BIO_sendmmsg/BIO_recvmmsg (API only) #18923

hlandau · 2022-08-01T09:43:20Z

To make merging this easier, as a first step I've separated out the API into a separate PR. There are no implementations provided here, though a third party could do so using the BIO APIs.

An updated version of the BIO_dgram implementation PR without the Windows compatibility issues will follow.

crypto/bio/bio_lib.c

doc/man3/BIO_sendmmsg.pod

mattcaswell · 2022-08-03T08:07:28Z

doc/man3/BIO_sendmmsg.pod

+a packed system error code is returned. The macro BIO_IS_ERRNO() evaluates to 1
+if a BIO_sendmmsg() or BIO_recvmmsg() return value represents a system error
+code. BIO_UNPACK_ERRNO() should then be used to obtain the system error code
+(EWOULDBLOCK, etc.) from the return value.


I wonder why we do this. In other BIO calls we just signal error and let the caller examine errno directly.

We would need to add set_last_socket_error but I see no portability issues here.
Or we could add an int *err parameter and avoid depending on thread local state.

If we ever use this for DTLS then we will need to ensure errno is set for a system call failure because that is what existing applications will expect. Plausibly we could do that in libssl rather than in the BIO code. So, I'm in two minds about this.

Why would we need set_last_socket_error?

hlandau · 2022-08-03T08:38:26Z

Updated.

crypto/bio/bio_lib.c

mattcaswell · 2022-08-03T09:11:13Z

doc/man3/BIO_sendmmsg.pod

+a packed system error code is returned. The macro BIO_IS_ERRNO() evaluates to 1
+if a BIO_sendmmsg() or BIO_recvmmsg() return value represents a system error
+code. BIO_UNPACK_ERRNO() should then be used to obtain the system error code
+(EWOULDBLOCK, etc.) from the return value.

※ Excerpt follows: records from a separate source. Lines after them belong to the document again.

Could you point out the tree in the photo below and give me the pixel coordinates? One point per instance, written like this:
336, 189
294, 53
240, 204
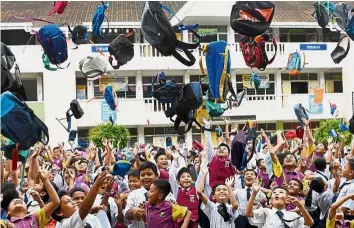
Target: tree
322, 132
118, 133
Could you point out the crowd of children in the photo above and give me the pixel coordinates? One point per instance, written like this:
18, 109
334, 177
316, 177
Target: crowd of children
309, 185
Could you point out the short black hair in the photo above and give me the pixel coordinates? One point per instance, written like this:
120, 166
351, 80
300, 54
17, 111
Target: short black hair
317, 185
163, 186
148, 165
55, 213
181, 171
9, 192
133, 173
320, 163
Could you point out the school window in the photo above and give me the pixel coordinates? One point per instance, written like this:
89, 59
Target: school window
147, 81
298, 35
303, 83
267, 86
160, 132
125, 86
333, 82
209, 33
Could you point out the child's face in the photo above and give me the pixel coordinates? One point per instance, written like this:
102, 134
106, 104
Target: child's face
185, 180
250, 176
78, 197
147, 177
154, 195
221, 194
278, 199
16, 206
162, 162
293, 188
134, 183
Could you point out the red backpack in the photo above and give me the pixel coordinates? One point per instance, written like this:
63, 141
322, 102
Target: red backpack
254, 53
59, 7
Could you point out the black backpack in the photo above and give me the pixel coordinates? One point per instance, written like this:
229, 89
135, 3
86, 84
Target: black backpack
251, 18
122, 50
158, 31
185, 108
8, 60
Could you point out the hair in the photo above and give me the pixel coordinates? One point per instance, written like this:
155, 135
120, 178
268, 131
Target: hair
76, 189
181, 171
320, 163
163, 186
258, 162
148, 165
299, 182
317, 184
55, 213
9, 192
133, 173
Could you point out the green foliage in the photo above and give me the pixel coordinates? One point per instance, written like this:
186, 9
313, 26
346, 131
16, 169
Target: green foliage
322, 132
118, 133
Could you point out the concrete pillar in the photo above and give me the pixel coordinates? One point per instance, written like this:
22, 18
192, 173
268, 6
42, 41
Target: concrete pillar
139, 85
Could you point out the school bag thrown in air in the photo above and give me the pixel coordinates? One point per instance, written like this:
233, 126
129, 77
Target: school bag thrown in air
92, 67
339, 53
295, 63
250, 18
122, 50
53, 43
254, 52
8, 60
98, 19
300, 113
158, 31
59, 7
20, 124
165, 91
185, 108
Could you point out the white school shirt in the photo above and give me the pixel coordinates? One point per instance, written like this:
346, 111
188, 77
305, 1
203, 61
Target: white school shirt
135, 198
267, 218
75, 221
216, 221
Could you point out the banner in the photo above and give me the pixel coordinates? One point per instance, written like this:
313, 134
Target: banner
118, 83
264, 81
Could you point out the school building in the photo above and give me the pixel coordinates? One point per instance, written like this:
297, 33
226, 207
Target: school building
49, 93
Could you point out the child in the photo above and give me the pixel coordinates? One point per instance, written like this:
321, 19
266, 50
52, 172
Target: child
220, 214
17, 209
162, 213
277, 216
336, 217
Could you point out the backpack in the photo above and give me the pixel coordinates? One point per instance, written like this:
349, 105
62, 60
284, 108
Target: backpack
254, 53
59, 7
339, 53
158, 31
250, 18
79, 34
185, 108
20, 124
92, 67
122, 50
53, 43
165, 91
295, 63
218, 63
301, 112
8, 60
98, 19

If we ever use this for DTLS then we will need to ensure errno is set for a system call failure because that is what existing applications will expect. Plausibly we could do that in libssl rather than in the BIO code. So, I'm in two minds about this.

Why would we need set_last_socket_error?

hlandau · 2022-08-04T13:27:02Z

Alternatives to the current API:

Add an int *err argument to the function
Use errno
Use get/set_last_sys_error (which is either errno or Get/SetLastError)
Use get_last_socket_error (which is either errno or WSAGetLastError) and add set_last_socket_error

I don't see much use of errno in the code. I would prefer (1) by a long mile. I'd prefer to avoid adding more dependencies on thread locals.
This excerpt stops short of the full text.